Anyway, if this commit causes issues, it can be reverted, gave nearly no speed gain anyway…

I don't like to revert optimizations (no matter how small) :(
@Bastien Montagne (mont29) if the first time has not frozen, try again, there are times when it works.
(Just make the snap to vertices in object mode. Edit mode also freezes)

I tried it several times of course, with both release and debug builds. Am on linux though, not sure on which OS Campbell reproduced it.

I do found an error in new code that could create issues, committed a fix, please give it a try. :)

ops, saying to "try again" I meant close and open Blender (but you also must have already tried this way).

At first, it seemed that was fixed.
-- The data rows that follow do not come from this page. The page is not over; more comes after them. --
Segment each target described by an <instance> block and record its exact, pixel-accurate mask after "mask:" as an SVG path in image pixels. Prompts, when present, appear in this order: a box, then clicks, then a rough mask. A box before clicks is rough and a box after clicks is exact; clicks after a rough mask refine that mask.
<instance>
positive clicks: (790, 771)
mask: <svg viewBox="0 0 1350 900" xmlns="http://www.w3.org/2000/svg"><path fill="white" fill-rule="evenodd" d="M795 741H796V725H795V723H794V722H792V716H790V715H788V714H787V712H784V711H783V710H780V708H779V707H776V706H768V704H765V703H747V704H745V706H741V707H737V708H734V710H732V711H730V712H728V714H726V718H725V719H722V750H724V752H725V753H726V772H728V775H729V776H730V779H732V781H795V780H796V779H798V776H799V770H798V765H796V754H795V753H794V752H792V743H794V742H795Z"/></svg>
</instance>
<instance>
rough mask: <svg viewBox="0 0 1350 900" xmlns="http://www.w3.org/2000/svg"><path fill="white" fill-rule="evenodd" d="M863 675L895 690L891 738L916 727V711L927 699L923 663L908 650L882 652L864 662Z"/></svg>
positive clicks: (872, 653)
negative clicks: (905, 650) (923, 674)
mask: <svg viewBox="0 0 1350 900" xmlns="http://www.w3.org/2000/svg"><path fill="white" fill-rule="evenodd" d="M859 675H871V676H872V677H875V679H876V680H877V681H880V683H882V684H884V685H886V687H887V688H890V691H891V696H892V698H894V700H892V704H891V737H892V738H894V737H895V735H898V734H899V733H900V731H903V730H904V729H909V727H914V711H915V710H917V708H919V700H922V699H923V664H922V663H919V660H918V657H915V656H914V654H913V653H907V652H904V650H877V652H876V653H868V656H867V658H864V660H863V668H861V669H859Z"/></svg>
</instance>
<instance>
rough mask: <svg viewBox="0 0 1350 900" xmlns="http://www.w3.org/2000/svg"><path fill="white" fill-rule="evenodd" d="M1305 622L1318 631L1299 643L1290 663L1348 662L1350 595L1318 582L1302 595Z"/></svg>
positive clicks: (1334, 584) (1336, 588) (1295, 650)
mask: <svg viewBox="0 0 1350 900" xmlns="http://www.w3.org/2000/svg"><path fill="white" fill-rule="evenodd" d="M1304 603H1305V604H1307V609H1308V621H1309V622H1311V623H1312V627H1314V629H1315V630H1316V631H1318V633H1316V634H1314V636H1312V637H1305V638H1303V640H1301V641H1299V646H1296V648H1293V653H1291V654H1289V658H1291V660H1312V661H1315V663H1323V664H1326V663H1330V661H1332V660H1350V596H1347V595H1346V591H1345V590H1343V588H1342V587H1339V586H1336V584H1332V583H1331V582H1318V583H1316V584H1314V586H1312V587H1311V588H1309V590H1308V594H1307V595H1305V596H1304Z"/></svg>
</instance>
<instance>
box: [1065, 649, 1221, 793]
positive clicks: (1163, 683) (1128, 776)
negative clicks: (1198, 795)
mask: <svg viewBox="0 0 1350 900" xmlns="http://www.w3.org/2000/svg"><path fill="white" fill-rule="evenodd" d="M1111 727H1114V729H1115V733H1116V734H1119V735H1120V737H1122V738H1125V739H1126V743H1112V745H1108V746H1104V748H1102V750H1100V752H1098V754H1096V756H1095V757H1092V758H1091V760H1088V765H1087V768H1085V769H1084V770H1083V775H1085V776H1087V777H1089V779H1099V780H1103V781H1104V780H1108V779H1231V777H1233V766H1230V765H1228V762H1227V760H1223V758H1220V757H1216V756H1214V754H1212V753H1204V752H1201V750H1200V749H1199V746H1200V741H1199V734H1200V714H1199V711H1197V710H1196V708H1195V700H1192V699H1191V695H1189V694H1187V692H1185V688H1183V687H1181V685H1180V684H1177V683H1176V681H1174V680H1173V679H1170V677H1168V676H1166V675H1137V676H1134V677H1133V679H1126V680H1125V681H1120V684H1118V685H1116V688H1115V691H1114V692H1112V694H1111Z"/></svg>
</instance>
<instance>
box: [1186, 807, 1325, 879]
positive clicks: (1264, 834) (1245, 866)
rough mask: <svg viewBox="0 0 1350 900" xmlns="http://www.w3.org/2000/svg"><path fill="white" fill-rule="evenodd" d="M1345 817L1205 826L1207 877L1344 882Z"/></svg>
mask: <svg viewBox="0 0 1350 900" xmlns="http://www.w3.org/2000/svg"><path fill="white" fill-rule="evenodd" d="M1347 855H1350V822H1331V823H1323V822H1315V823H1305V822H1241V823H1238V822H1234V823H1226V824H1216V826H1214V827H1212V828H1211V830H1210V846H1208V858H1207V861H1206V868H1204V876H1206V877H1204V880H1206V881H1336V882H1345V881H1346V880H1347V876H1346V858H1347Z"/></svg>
But the problem came back on the second try :( (no fix)

Still cannot reproduce at all…

Might be related to T48437, can you please try and see if you can reproduce it?

Yes I can reproduce it.
And the race condition also occurs in the loop "while (UNLIKELY(previter != olditer)".

I found a strange thing - after the end of the loop execution, suddenly, out of nowhere, it runs again without passing by the expected sequence of the function.

(I do not understand this atomic thing however)

Grumph… atomic means the operation is done in 'a single step' from CPU point of view, i.e. you cannot have thread 1 start an atomic operation, then thread 2 modify one of its operands, then thread 1 finish the operation.

Those atomic ops are implemented in all modern CPUs, and are much cheaper than using regular thread synchronization primitives like mutex or spinlock.

That looping func is a way to perform an operation that does not exists in atomic primitives, idea is to:

  1. read current value of the shared data we want to modify (32bit data, reading is assumed atomic, i.e. you cannot read part of the value, then get it changed by another thread, then read the remaining part).
  2. do the operation and store its value in a local variable (this can take any amount of time, since it only uses local or read-only variables).
  3. do an atomic CAS to set the shared variable we want to modify.
  4. Repeat as long a value returned by CAS is not the same as the one we stored at the beginning (meaning the shared variable has been modified by another thread in-between).

The atomic CAS (compare and swap) compares the value of the data to modify with a given 'reference', only sets the former with the new value if it equals to the reference value, and then return the old value of modified data.

So in theory, this is perfectly safe and no deadlock should happen. Actually, there is no actual deadlock possible here, since there is no lock - I’d rather think of an inifite loop due to something messed up in msvc version of our atomic primitives.

I would suspect some stupid conversion mismatch between signed and unsigned integers (though afaik uint32 < INT_MAX should not be an issue here :| ).
Can you please try to replace line 76 of intern/atomic/intern/atomic_ops_msvc.h file with that one, and check again?

	return InterlockedCompareExchange((long *)v, *(long *)(&_new), *(long *)(&old));

(I'm still trying to understand all the explanation ...)

However did the change you requested (line 76 of atomic_ops_msvc.h), and the problem persists :(

Guess I’ll have to go and debug this myself on my win VM (provided blender still runs on it), looks like our win atomics is broken somehow (unless I miss something else, maybe we'd need some kind of memory fence here, not sure why or where though)…

Bastien Montagne (mont29) renamed this task from Blender freezes while trying to do vertex snapping with subdivision modifier enabled. to Blender freezes in multi-threaded tasks since recent rB98123ae91680, on windows - atomic ops issue?.
Bastien Montagne (mont29) claimed this task.